For those reasons, I believe that whilst we are supportive of this House expressing sympathy, I think that we should, therefore, utilise the mechanisms that we have at our disposal to enquire further into those deaths that we want to. I certainly do not have any objection to us doing that.
We can go into all kinds of other things. Dr. Norton talked about the pit latrines. We should endeavour, in this country, to sooner rather than later not have to utilise pit latrines. The other day I visited a community, Dr. Norton, that still has pit latrines but the community was not in Guyana; it was in the United States of America. [An Hon. Member: Where?] It was in Mississippi.
I am saying that we have to continue to strive because I would hope that I am still alive and active in trying to improve lives in our country when this country could say that using pit latrines is part of our history; it no longer exists. I think we are all on the same path. How we get there is something we can debate but we need to ensure that we are working together on this. I would hope that any maternal death or child death, all of which elicit an automatic investigation, one day we will have no more, no more investigation because there would be no death of children and no maternal death. That should be our aspiration.
I, therefore, urge that we utilise the mechanism at hand. I know that the Hon.
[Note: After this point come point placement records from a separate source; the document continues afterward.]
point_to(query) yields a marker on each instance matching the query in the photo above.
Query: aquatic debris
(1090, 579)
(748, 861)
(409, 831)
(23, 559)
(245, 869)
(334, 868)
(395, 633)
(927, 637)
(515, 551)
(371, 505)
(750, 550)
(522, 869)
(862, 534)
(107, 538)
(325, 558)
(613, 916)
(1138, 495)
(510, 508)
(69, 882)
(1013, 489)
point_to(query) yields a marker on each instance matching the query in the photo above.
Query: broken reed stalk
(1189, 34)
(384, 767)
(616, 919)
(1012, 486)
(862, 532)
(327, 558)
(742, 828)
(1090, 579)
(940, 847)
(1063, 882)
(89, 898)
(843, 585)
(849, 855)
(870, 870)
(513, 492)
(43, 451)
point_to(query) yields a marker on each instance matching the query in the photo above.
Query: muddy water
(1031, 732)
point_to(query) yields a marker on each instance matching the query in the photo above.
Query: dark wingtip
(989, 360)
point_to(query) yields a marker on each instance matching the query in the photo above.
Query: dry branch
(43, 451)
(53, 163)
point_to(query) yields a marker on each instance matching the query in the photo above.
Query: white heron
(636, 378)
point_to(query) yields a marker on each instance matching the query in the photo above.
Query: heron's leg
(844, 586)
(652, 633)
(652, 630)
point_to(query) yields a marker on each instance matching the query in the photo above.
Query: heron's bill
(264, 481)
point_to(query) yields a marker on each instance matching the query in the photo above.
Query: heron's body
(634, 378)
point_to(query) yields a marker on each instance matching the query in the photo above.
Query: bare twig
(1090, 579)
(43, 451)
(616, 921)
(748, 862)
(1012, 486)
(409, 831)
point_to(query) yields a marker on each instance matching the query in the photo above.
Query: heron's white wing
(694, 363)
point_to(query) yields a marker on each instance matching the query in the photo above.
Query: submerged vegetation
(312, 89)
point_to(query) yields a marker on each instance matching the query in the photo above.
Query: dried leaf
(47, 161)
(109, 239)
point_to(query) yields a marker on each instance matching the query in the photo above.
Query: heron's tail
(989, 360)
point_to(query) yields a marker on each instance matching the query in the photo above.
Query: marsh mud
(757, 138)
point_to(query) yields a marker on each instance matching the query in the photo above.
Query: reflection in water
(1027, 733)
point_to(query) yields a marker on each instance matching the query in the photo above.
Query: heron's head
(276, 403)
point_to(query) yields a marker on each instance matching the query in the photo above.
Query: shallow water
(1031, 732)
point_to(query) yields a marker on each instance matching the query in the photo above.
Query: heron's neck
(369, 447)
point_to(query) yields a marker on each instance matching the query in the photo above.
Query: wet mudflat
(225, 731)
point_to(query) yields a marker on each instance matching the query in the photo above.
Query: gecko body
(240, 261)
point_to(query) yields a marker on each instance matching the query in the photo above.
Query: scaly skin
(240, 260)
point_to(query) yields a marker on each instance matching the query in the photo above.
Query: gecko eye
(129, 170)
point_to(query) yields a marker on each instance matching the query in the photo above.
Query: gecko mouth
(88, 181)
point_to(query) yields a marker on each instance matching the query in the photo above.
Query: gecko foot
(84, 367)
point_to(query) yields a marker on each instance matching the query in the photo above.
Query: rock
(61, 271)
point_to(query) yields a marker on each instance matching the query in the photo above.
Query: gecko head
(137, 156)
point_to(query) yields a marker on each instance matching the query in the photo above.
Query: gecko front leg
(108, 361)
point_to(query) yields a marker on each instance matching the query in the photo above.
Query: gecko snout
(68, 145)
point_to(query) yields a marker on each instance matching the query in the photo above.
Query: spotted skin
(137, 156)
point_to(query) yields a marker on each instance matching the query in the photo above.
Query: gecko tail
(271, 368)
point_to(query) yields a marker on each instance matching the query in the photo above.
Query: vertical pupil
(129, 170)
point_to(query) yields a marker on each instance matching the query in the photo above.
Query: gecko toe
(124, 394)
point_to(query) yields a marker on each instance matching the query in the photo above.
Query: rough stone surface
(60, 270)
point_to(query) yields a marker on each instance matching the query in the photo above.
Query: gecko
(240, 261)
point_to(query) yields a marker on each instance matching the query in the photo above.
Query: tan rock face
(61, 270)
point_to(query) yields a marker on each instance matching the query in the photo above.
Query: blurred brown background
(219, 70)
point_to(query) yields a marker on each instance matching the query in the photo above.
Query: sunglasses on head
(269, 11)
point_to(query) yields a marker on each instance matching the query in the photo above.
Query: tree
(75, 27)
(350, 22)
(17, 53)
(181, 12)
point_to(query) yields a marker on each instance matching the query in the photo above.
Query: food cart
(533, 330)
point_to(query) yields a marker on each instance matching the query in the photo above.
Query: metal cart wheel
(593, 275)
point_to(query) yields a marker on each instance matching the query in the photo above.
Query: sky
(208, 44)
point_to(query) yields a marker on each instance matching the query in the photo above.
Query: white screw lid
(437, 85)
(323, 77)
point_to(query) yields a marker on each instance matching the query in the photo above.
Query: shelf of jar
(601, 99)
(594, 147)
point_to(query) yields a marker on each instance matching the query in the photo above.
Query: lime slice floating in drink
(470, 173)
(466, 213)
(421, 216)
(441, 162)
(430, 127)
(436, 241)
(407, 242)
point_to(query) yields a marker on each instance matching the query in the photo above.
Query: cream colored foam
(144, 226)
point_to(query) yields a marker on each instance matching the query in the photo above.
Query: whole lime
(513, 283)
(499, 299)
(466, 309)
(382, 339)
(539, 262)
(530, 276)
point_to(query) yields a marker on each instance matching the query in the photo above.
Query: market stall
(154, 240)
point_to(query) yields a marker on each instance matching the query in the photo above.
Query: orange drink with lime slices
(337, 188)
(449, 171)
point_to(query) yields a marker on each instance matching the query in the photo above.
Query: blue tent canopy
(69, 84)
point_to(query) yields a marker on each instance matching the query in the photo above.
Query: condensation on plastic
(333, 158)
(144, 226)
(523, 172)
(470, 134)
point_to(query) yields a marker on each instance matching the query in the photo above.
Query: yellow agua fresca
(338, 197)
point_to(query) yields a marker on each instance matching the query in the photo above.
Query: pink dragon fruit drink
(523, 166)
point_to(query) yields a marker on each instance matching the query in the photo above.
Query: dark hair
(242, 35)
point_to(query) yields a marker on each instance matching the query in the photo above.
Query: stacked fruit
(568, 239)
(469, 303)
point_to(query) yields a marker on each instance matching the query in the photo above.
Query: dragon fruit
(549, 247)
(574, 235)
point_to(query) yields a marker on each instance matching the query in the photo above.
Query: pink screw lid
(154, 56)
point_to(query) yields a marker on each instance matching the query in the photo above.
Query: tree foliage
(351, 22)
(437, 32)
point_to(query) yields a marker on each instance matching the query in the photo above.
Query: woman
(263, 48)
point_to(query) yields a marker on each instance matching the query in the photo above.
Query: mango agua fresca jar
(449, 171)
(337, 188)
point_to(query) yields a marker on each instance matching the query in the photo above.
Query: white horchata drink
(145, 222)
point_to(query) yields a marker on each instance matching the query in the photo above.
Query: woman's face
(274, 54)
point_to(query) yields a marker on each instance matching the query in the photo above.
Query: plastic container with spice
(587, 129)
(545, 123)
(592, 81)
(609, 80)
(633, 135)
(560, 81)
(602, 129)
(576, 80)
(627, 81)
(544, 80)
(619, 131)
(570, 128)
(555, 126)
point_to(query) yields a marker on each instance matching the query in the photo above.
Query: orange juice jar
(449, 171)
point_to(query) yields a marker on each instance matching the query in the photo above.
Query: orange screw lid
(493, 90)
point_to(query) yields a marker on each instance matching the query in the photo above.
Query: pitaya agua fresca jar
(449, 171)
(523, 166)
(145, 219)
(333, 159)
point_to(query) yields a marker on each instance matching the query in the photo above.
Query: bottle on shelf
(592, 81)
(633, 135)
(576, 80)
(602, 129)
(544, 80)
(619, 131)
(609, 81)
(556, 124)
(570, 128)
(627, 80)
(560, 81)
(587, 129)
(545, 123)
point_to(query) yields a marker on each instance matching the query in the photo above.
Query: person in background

Member and all of us can see the merit of utilising the mechanisms that we have, not only to look into the reports already available but have the sector Committee do what it is mandated to do and enquire further into the Ministry what has been done since in order to prevent another outbreak that causes death. I am sure there will be outbreaks but they should be short and should cause no death.
I urge Members for us to take a different route that would engage us first before we seek to have more extensive mechanisms in place.